Since the mid-1960 the question of whether God is dead has been continually discussed ('Is God Dead?' 1966). This was followed by claiming Jesus never rose from the dead, and thereafter Christianity underwent a softening. This disturbed Engelhardt. The secular West had successfully recast the character of the public space. God has become private, and transcendence is abhorred in many circles. However, without God, Engelhardt believed there is a propensity toward the pursuit of self-realization and self-absorption without consideration of God or the transcendent. He pointed out that Orthodox Christians, Orthodox Jews, and Muslims understand this. Uncivil rhetoric and uncivil behavior in public spaces, in physical, written, and visual insults to each other have left a gulf between the secularists, the traditionalists, and those who actually see value somewhere in the middle where values may be discussed. Engelhardt may have disagreed with the secular community as to what should be and what should not be in regard to sex, abortion on demand, politics, procreation, end-of-life matters, stem cell research, etc. (Hugo Tristram Engelhardt, 2017), but he would have never shut any side out of a discussion. He loved to debate and he was always well armed, spirited, and extremely persuasive, and was ever “the enfant terrible of bioethics: irrepressible, irreverent, unpredictable, but ever insightful and brilliant (Iltis & Cherry, 2014).” His concern about who will be the spokespersons for bioethics at this time in history concerned him greatly. He had feared that the secular community had become, or at least behaved as, a fundamentalist religion in and of itself and that the secular community would not listen to what the current non-dominant traditionalist voices had to contribute.
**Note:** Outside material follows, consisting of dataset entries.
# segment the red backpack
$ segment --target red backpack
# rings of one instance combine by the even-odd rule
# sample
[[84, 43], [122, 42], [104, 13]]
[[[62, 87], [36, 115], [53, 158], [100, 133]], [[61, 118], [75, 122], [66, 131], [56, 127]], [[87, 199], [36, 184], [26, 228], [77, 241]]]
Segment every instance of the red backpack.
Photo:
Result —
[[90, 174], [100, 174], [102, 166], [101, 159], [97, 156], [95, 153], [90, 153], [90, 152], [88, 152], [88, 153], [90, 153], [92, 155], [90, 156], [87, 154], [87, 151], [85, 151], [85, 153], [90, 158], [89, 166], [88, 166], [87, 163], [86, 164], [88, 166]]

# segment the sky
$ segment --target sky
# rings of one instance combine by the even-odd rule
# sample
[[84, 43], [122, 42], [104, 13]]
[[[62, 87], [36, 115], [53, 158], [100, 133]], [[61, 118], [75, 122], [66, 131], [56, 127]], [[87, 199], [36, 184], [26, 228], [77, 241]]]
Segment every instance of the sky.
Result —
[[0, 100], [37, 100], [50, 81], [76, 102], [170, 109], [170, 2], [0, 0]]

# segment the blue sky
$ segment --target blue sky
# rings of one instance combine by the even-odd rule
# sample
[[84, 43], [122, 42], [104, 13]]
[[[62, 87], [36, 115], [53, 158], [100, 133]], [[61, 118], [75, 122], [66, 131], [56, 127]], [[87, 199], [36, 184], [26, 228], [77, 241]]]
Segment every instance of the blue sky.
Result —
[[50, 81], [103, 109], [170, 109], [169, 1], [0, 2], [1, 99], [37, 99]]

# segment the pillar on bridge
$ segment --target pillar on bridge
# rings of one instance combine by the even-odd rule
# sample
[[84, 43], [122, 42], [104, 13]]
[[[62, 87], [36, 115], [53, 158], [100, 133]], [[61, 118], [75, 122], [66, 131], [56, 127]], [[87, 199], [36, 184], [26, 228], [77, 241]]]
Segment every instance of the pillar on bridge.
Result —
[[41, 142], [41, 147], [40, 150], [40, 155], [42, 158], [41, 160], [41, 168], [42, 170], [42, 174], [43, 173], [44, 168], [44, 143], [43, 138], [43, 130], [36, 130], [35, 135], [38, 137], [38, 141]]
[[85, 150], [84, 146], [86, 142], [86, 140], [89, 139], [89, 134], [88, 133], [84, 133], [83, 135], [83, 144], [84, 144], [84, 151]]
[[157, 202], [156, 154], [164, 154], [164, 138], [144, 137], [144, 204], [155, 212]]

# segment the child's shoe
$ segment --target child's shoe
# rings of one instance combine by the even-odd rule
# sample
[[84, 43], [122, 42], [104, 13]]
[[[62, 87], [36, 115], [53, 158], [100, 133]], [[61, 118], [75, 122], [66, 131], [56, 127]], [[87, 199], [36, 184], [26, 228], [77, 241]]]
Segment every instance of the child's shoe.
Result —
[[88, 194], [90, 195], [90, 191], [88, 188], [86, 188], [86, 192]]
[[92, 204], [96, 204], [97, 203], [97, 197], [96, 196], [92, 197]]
He feared that a loss of the God’s-eye perspective would indelibly harm the practice of bioethics and the formation of healthcare policy. His work After God has exquisitely brought his concerns to light.
Conclusion
H. Tristram Engelhardt’s life’s work cannot be given due justice here because only his last book is discussed (although this text does embody much of his life’s work). Furthermore, it is addressed by an author, who while holding him in high regard, does not have the required depth on the matters discussed, but will always remember his friendship and tireless, rigorous work challenging and confronting Western secular philosophical assumptions that he (Engelhardt) believed were not adequate to provide a successful canonical foundation for a bioethics and political theory that supports healthcare policy in the West, as influenced by his Orthodox Christian faith. We will miss him.